Twenty years ago, on July 16th, 2000, Bashar al-Assad was approved as president of Syria following a July 10, 2000 referendum that allowed the Syrian people to vote on the presidential nominee. Being the only candidate, he was elected with 97% approval. His election came approximately one month following the death of his father, Hafez al-Assad, who had been in the presidency for nearly 30 years. Following Hafez’s death, a hasty change to the constitution was made by Syria’s parliament to lower the age requirement for the presidency from 40 to 34, accommodating Bashar and setting a tone for the corruption to come.
In order to understand the Syrian conflict, and more importantly the type of justice processes that are needed, one must understand the full twenty years of Assad’s rule. At the end of Assad’s first decade, which was defined by increasing authoritarianism and mass civilian detention, discontent was widespread, and Syria was isolated from the international community. However, Assad proved himself incapable of recognizing this discontent, let alone implementing the necessary reforms.
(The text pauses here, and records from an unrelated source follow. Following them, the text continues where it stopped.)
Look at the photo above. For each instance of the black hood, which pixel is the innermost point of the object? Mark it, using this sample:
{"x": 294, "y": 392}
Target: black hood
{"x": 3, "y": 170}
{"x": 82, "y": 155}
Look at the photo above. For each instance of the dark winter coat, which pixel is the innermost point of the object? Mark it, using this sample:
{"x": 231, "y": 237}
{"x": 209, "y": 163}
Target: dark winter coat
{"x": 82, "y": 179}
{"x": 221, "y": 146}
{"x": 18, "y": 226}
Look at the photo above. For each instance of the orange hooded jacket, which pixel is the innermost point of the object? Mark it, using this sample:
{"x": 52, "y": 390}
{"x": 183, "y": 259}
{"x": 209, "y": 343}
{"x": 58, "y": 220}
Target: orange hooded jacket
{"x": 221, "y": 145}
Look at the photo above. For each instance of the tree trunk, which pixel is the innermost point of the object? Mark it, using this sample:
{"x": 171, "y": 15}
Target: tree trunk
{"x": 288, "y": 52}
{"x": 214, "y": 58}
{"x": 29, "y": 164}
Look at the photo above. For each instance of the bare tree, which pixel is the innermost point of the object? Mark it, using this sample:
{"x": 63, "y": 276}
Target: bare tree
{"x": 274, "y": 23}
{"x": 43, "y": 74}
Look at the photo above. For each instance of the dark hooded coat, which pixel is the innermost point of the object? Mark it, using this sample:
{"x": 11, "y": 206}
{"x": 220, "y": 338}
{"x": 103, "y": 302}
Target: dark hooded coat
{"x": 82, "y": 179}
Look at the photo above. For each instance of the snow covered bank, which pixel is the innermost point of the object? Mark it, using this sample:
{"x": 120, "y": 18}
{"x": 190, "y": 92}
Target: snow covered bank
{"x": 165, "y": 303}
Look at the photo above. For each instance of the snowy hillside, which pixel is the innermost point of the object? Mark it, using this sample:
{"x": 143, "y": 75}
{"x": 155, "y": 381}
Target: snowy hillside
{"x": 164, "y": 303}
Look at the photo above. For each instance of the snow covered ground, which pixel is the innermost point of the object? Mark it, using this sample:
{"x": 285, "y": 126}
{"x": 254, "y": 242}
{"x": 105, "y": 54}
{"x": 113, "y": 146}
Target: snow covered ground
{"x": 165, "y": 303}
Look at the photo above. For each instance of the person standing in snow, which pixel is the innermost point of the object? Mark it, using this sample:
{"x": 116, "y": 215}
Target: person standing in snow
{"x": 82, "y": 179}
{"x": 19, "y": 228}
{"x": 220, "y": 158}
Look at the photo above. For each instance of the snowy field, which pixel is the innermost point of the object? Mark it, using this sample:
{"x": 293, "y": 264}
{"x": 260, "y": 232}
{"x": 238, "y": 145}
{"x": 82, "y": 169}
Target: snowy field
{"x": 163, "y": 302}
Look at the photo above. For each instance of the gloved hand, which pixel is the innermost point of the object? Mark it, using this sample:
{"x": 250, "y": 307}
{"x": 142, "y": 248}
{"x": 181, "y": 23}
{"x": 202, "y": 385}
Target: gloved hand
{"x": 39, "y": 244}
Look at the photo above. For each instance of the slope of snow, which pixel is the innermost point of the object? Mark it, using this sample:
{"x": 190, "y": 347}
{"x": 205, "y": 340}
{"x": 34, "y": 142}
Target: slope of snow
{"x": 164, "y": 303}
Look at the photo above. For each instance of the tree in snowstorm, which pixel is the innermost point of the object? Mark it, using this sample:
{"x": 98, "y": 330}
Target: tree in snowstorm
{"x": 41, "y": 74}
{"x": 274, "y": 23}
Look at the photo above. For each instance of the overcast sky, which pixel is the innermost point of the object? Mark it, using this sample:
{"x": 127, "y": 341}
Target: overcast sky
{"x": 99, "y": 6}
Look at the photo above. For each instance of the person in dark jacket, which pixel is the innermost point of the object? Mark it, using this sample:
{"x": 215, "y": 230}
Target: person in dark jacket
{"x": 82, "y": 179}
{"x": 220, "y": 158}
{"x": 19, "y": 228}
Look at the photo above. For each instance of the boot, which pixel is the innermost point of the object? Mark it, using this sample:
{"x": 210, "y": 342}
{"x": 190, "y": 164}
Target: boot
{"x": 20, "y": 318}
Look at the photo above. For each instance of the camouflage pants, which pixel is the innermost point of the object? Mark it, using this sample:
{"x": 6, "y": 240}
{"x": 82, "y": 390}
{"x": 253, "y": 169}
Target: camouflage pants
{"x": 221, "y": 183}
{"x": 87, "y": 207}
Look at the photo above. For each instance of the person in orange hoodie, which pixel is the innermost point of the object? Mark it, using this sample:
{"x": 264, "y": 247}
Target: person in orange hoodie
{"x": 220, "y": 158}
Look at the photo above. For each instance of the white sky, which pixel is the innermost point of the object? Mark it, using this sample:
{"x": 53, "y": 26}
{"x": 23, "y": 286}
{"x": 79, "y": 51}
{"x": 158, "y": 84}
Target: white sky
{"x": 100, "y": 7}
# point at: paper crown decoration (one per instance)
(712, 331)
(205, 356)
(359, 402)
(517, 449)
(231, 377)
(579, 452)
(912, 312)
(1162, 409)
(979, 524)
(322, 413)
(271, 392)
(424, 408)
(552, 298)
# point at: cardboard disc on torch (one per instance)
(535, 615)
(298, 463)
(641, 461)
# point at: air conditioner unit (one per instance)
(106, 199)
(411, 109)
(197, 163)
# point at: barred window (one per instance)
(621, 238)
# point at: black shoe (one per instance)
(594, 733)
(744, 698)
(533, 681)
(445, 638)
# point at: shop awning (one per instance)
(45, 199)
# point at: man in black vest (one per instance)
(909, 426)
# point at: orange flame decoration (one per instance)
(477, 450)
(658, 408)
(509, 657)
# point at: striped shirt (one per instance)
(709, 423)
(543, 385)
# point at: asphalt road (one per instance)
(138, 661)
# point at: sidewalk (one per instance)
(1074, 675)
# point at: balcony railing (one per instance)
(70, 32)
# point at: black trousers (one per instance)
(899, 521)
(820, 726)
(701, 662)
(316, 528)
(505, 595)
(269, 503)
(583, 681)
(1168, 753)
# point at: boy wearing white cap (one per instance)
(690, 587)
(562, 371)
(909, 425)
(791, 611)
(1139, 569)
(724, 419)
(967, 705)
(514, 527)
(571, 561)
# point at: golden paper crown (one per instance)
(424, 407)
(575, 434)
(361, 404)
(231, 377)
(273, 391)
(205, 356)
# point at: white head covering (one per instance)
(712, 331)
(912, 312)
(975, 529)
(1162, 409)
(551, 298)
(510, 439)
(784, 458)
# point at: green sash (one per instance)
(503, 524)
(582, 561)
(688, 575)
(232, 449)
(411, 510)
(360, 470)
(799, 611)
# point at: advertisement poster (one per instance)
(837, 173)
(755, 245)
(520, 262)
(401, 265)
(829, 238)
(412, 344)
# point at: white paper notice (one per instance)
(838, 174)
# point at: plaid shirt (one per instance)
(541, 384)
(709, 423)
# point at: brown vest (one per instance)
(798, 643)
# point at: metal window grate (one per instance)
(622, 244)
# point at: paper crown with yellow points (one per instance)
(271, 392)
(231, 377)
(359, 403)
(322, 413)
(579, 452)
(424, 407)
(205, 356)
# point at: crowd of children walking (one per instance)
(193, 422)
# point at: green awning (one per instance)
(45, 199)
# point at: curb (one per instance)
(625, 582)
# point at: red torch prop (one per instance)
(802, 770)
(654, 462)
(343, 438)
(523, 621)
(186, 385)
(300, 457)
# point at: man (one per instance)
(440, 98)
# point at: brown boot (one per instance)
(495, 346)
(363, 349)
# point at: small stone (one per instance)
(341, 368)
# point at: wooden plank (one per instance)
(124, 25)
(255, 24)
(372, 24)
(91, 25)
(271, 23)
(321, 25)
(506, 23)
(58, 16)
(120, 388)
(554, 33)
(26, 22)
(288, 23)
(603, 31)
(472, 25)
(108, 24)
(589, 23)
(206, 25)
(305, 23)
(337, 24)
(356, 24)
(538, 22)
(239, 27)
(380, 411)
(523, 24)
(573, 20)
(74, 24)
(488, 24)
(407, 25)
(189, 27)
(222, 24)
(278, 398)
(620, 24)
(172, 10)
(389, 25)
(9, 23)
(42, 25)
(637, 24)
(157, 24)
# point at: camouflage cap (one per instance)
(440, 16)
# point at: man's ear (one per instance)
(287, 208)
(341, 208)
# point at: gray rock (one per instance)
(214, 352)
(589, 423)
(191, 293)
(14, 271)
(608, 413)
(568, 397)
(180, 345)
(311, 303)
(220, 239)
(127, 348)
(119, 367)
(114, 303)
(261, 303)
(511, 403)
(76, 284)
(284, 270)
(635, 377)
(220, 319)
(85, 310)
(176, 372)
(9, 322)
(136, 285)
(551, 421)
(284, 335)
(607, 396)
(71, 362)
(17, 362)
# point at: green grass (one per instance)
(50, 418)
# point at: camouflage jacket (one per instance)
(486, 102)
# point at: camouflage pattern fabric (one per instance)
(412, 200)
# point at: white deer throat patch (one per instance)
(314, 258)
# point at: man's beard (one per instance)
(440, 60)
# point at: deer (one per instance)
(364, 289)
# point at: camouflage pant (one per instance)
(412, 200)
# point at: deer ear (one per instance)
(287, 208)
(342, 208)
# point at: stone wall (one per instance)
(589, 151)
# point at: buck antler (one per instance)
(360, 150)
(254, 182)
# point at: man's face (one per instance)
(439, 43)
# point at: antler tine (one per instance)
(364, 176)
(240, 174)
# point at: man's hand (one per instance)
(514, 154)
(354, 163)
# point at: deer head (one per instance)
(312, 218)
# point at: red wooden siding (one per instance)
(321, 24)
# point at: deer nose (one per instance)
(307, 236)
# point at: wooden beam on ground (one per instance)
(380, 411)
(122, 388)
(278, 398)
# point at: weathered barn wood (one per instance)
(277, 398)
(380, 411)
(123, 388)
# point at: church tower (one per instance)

Instead Assad doubled down on his earlier policies, utilizing the institutions of the state he had helped form over the previous 10 years to attempt to quell the uprising through securitizing everyday life and creating a massive system of detention and torture.
The First Decade: Amnesties and Arrests
During Assad’s early years in the presidency, Syrians had some hope that he would not be the repressive ruler that his father was, citing his young age, background in the West, and lack of previous interest in politics. Early in his presidency was a time of relative openness that became known as the Damascus Spring, when groups of political intellectuals gathered to discuss various reforms the country could take. Similarly, in November of 2000, Assad issued an amnesty closing the Mezzeh prison, which held military and political prisoners and pardoned about 600 prisoners. However, these early hints at reform proved to be a mirage.
The Damascus Spring was followed by a campaign of arrests. This included the arrest of Syrian Member of Parliament Mamoun Alhomsi and one of Damascus Spring leaders and Member of Parliament Riad Seif, who published a report calling on parliament to investigate the granting of a business license to Assad’s cousin Rami Makhlouf. Additionally, the early amnesties were not expanded upon, and Assad’s security apparatus continued arresting political dissidents and journalists.
Also notable in the early years of Assad’s presidency was the assassination of Lebanese Prime Minister Rafik Hariri in February 2005. The assassination impacted the West’s relationship with Syria. The European Union suspended communications with Damascus on an EU association agreement, and talks were not reopened until two years later. The assassination demonstrated to those outside of Syria that the Assad government operates through corrupt means to ensure power and stifle opposition.
The Second Decade: Revolution and Violations
In January of 2011, following the beginning of protests as part of the Arab Spring, Assad sat down for a one-on-one interview with the Wall Street Journal. The interview is a window into Assad’s inability to understand the demands of the Syrian people. In response to the interviewer’s question about whether Assad was concerned that the protests in Egypt could inspire protests in Syria, he replied that “Egypt has been supported financially by the United States, while we are under embargo by most countries of the world. We have growth although we do not have many of the basic needs for the people. Despite all that, the people do not go into an uprising.” By focusing on external factors such as foreign financing and embargoes, Assad brushes aside the other sources for the discontent that would soon erupt, decades of corruption and oppression by his own government.
Not long after the interview, peaceful protests began across Syria asking for change in the oppressive government. Their requests were met with a heavy military response. Assad’s shut-down of peaceful dissent is the systematic product of decades of authoritarianism by the Ba’ath party, and set in stone by the arrests of political prisoners ahead of 2011.
Now nearing 10 years of conflict, the Syrian people have seen the destruction of civilian infrastructure, the besiegement by the Syrian government of civilians in towns occupied by opposition forces, the use of chemical weapons against civilians, and thousands of missing persons at the hands of both the Syrian government and extremist groups. As he finishes 20 years in office, Assad has destroyed numerous parts of the country, leaving millions of civilians displaced, and hundreds of thousands more dead or missing.
SJAC’s report Walls Have Ears takes a deep look into the security sector in Syria and conveys how the Syrian government has utilized its security apparatus to commit human rights violations. The crimes committed during Syria’s nine years of conflict stem from a system of corruption and oppression and the institutions within the Ba’ath party and Syrian government, which were designed for that purpose. Because of this, justice measures must be created to address these institutions and their legacy of violations. As well as institutional reform, justice efforts must also include memorialization efforts, reparations to victims, a missing persons program, and the creation of a historical record of the violations and conflict in Syria.
During post-conflict peace-building, mechanisms must be built that ensure similar corruption and systematic violations are not repeated in Syria. With the systematic use of detention and missing persons as a standard practice against Syrian civilians, the international community must urge the Syrian government to release all names of detainees, both throughout the conflict and before the conflict, and make transparent the reasons why they were detained and if/when they were released. Finally, accountability must be at the forefront for victims who’ve survived violations across decades of the Ba’ath party’s rule in Syria.